Arguments: {"view_count": 50000, "like_count": 2500, "comment_count": 150}

[Tool Output]: {"engagement_rate": 5.3, "active_rate": 0}

[youtube_agent]: The latest video from Running HK has an engagement rate of 5.3%. Would you like me to visualize this against other running KOLs?

Customization

  • Add New Metrics: Extend tools.py to calculate custom metrics like "views per subscriber" or "comment-to-like ratio."
  • Enhance Sentiment: Replace the heuristic sentiment tool in tools.py with a call to the Gemini API for more nuanced analysis of comments.
  • Database Integration: Modify tools.py to save analysis results to BigQuery or a local SQL database for long-term tracking.

Troubleshooting

  • API Errors: If you see "Quota Exceeded" or 403 errors, ensure your key is valid and has the YouTube Data API v3 enabled.
  • Python Version: If uv sync fails, ensure you have Python 3.13 installed (e.g., via pyenv or brew install python@3.13).
  • Visualization Failures: If a chart fails to render, ask the agent to "try again." The visualization agent writes code dynamically, and a retry often fixes syntax issues.

Authors

  • Pili Hu
  • Jasmine Tong
  • Kun Wang
  • Jeff Yang

Disclaimer

This agent sample is provided for illustrative purposes only and is not intended for production use.
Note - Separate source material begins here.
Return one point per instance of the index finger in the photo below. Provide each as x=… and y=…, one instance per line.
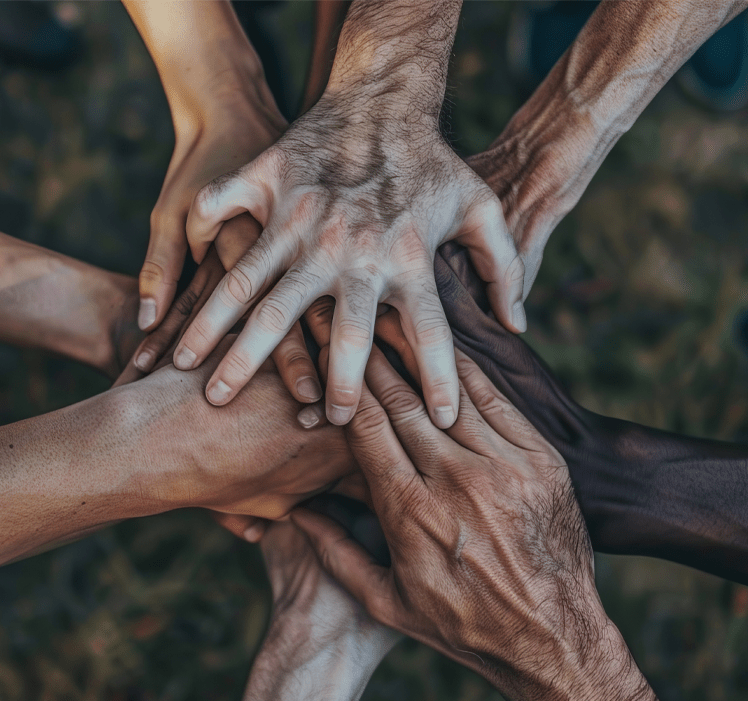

It serves as a basic example of an agent and a foundational starting point for individuals or teams to develop their own agents.

This sample has not been rigorously tested, may contain bugs or limitations, and does not include features or optimizations typically required for a production environment.

Users are solely responsible for any further development, testing, security hardening, and deployment of agents based on this sample. We recommend thorough review, testing, and the implementation of appropriate safeguards before using any derived agent in a live or critical system.